Ryzen crashing while idle

Gandhi · March 26, 2021, 1:12pm

Update on my end. I decided to forgo RMAing the board and instead just bought a new one. I switched to an ASUS ROG Crosshair VIII Hero about two weeks ago and haven’t had any problems since. At this point I’m fairly confident it was the motherboard.

nerDrums · March 26, 2021, 6:08pm

@agurenko Regarding your question on the GPU - I am using ZOTAC Gaming GeForce RTX 2080 SUPER Triple Fan-Edition.

What do you mean by saying ‘windows driver seems to be better handling hangs …’? Don’t you use any nVidia drivers on your wife’s PC at all?

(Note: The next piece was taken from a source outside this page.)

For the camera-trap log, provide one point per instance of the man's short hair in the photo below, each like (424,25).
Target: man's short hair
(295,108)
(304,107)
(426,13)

agurenko · March 26, 2021, 9:29pm

@nerDrums I meant that I’m using only Linux and she is only using Windows, hence windows AMD driver seems to be handling GPU reset better than Linux amdgpu driver. Can you try to switch your PCI-E port to gen3 mode and see if it makes the difference? I’m just guessing here, but I’m all out of options.

Also I’ve opened following defect: [mce] random reboots Machine Check: 0 Bank 5: bea0000000000108 (#1551) · Issues · drm / amd · GitLab

agurenko · March 26, 2021, 9:29pm

Keep us posted with the results. At this point, I’m still convinced it’s a combination of factors, but since we don’t have any interested party, we’ll probably never know…

MisteryAngel · March 27, 2021, 3:11am

Cool keep us updated on it.

nerDrums · March 28, 2021, 2:51pm

Actually I can’t really follow this instruction due to lack of knowledge I am a simple user, so before all this I never had to make any changes in my BIOS which was a very big step for me. Tempting with the hardware is something completely differerent.

How would I switch this PCI-E port to gen3? I am using a MSI B550-A PRO motherboard with MSI Click BIOS 5.

agurenko · March 28, 2021, 8:03pm

In a BIOS go to Settings → Advanced → PCI Subsystem Settings

and change PCI_E1 Gen Switch from Auto to Gen3.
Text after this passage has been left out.